Tumore besser verstehen

„Jeder Tumor ist anders. Diese Heterogenität erfordert eine personalisierte individuelle Diagnose. Wir wollen in einem möglichst frühen Stadium der Krebserkrankung in der Lage sein, den Tumor zu charakterisieren, seine Aggressivität zu beurteilen und zu erkennen, ob er Metastasen gebildet hat. Je besser wir einen Tumor verstehen, desto gezielter kann die Therapie gesteuert werden“, so Dr. Markus Mitterhauser, Leiter des Ludwig Boltzmann Instituts Applied Diagnostics, das im Mai 2017 offiziell eröffnet wurde. Gearbeitet wird hier aber bereits seit dem Herbst des Vorjahres, und zwar speziell an der Diagnose von Prostatakrebs und Dickdarmkrebs. Das Institut wurde von der Ludwig Boltzmann Gesellschaft GmbH zusammen mit der Medizinischen Universität Wien, GE Healthcare Ltd. (GB), Unternehmen der Molecular Diagnostic Group (D), Hermes Medical Solutions AB (S), IASON GmbH (A) und Oncotest GmbH (D) gegründet. Inzwischen wurden am Institut die vier Forschungsgruppen eingerichtet und die ersten Projekte gestartet. Insgesamt arbeiten hier 15 internationale Wissenschaftler aus den Fachgebieten Molekularbiologie, Chemie, Medizin und Gesundheitsökonomie.

Duale Biomarker im Visier

Die Teams am LBI Applied Diagnostics erforschen den Einsatz von dualen Biomarkern für die Diagnose von Prostata- und Kolonkarzinomen. Duale Biomarker kombinieren zwei wichtige Technologien zur Krebsdiagnose: molekularbiologische Tumordiagnostik (Liquid Biopsy) und molekulare Bildgebung mittels Nuklearmedizin und Radiopharmaka. „Wir sind weltweit die Ersten, die speziell zum Thema duale Biomarker forschen, und versprechen uns von unserer Forschungsarbeit ein besseres Verständnis der Tumore und dadurch eine viel genauere Diagnostik“, freut sich Mitterhauser.
Mit Liquid Biopsy können bösartige genetische und biochemische Veränderungen in Tumoren anhand von Tumor-DNA oder zirkulierenden Tumorzellen im Blut erkannt werden.

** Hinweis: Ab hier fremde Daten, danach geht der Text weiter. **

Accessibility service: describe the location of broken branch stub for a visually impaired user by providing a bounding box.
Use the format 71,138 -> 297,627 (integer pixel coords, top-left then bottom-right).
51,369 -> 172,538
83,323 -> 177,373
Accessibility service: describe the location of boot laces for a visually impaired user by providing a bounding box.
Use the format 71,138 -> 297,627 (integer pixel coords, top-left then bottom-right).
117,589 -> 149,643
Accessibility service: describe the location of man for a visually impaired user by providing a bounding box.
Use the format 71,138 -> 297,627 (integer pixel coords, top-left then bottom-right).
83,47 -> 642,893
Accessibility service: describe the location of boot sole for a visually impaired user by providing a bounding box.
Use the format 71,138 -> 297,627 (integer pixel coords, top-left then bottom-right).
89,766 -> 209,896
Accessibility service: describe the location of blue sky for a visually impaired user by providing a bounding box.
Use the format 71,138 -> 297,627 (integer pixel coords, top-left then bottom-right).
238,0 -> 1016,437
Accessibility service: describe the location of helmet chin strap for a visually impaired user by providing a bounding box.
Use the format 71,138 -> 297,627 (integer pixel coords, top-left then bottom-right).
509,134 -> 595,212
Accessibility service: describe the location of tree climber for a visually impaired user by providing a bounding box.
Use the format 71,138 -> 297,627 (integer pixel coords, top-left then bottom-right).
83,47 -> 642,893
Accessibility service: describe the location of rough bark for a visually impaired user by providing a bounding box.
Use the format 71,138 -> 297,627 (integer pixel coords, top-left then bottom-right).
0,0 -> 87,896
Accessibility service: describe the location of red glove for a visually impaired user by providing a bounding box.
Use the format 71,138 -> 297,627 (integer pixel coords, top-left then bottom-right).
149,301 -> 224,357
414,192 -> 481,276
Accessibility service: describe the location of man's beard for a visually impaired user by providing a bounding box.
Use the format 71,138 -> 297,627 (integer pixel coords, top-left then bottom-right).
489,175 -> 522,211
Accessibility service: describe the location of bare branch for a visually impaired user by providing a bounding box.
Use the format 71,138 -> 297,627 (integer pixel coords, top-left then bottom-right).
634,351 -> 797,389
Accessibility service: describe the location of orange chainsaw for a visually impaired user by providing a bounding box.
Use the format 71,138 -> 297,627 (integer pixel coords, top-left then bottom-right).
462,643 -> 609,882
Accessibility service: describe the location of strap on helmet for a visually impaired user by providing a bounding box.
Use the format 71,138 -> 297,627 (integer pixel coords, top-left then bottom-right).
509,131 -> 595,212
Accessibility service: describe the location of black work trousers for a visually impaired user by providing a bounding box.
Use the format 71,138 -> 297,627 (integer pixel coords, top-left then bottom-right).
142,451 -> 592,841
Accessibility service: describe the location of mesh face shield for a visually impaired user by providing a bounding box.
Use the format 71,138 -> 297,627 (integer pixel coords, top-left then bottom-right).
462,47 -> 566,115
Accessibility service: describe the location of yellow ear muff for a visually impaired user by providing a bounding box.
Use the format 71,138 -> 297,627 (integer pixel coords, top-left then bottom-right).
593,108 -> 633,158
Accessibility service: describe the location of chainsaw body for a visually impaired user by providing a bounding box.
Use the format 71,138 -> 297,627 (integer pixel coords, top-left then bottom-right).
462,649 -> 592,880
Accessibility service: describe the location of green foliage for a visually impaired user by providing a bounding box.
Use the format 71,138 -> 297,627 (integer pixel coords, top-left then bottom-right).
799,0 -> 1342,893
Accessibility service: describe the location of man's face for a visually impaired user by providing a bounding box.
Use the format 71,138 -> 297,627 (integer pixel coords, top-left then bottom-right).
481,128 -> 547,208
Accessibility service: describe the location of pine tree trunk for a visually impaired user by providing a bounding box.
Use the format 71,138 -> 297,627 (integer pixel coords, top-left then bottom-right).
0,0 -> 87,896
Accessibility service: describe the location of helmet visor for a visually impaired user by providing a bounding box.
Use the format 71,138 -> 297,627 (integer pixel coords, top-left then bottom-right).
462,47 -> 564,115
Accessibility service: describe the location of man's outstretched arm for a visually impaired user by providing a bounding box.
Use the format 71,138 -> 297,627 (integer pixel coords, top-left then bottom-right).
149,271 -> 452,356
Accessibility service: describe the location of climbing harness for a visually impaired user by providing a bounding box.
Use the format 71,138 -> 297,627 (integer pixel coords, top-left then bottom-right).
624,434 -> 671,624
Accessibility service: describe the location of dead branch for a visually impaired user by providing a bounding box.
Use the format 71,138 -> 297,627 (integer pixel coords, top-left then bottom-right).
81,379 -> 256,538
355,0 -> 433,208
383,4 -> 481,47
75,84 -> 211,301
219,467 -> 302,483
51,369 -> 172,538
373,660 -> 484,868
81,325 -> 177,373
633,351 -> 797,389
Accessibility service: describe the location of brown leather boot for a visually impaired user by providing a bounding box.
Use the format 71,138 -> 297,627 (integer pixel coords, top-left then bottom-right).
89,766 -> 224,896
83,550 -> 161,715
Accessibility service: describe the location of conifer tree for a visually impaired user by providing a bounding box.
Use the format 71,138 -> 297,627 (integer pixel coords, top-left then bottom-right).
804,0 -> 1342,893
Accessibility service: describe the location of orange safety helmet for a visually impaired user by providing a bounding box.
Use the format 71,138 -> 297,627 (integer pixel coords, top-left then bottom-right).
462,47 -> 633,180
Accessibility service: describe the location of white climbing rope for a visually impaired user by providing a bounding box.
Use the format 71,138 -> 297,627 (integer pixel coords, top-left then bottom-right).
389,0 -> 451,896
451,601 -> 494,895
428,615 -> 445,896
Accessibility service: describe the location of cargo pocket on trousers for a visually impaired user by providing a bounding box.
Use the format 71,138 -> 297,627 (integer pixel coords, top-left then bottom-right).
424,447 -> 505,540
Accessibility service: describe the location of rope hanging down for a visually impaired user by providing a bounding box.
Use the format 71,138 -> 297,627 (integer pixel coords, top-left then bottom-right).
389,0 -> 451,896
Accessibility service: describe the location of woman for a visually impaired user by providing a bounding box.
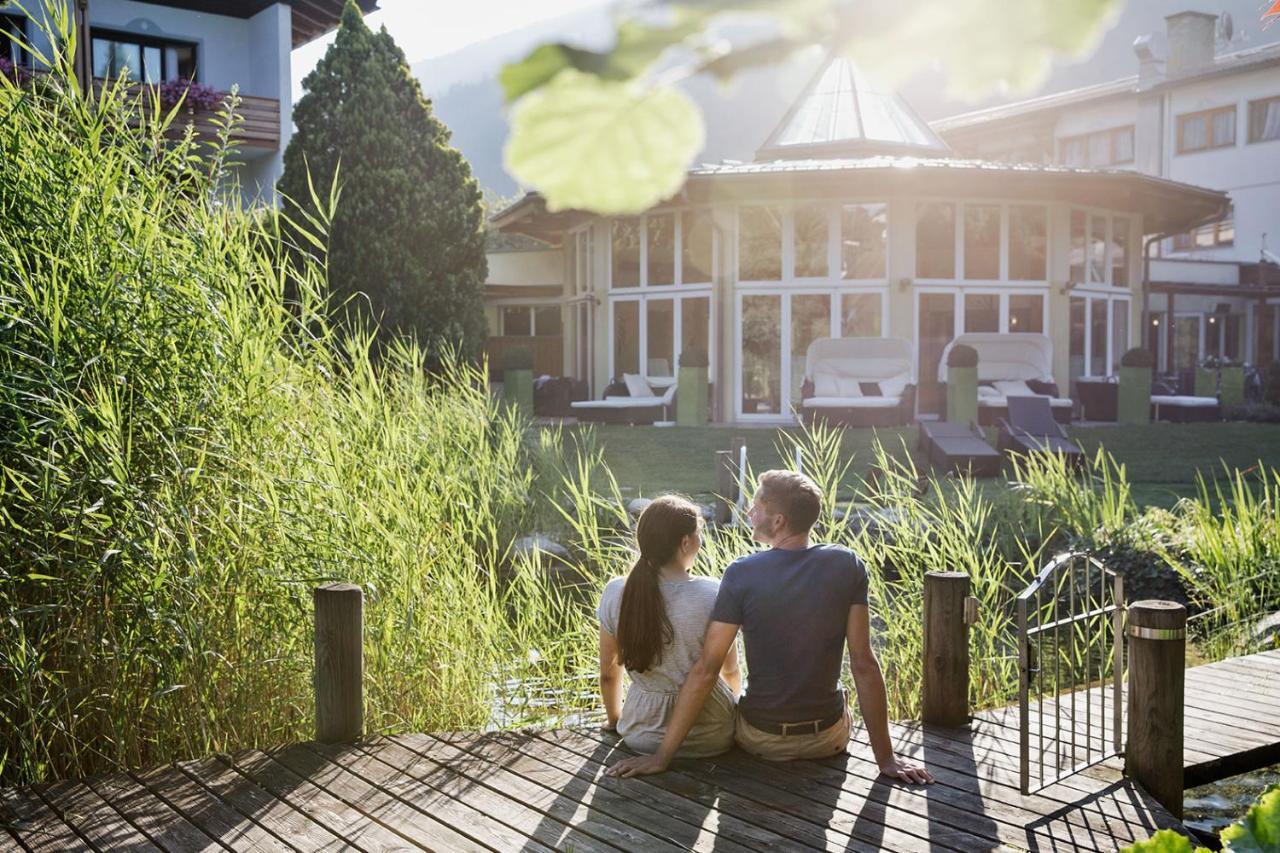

Sieht man sich diese Veränderungen der Tumor-DNA in den Blutproben genau an, können Rückschlüsse auf die Art des Tumors gezogen werden und die Aggressivität des Tumors kann beurteilt werden. „Mit Liquid Biopsy werden den Patienten schmerzhafte Gewebebiopsien erspart. Daher arbeiten wir daran, langfristig die Anzahl an invasiven Biopsien durch Liquid Biopsy vermindern können“, erklärt Molekularbiologin Dr. Gerda Egger, stellvertretende Institutsleiterin und Leiterin der Forschungsgruppe Molekularpathologie. Aus den Ergebnissen der Liquid Biopsy werden die Informationen gewonnen, mit denen das richtige Radiopharmakon für jeden Menschen identifiziert und hergestellt werden kann. Die molekulare Bildgebung mittels nuklearmedizinischer Methoden ist der zweite Schritt beim Einsatz von dualen Biomarkern. Radiopharmaka, also radioaktive Arzneimittel, dienen dazu, die molekularen Veränderungen in bösartigem Gewebe darzustellen und zu Bildern zu machen.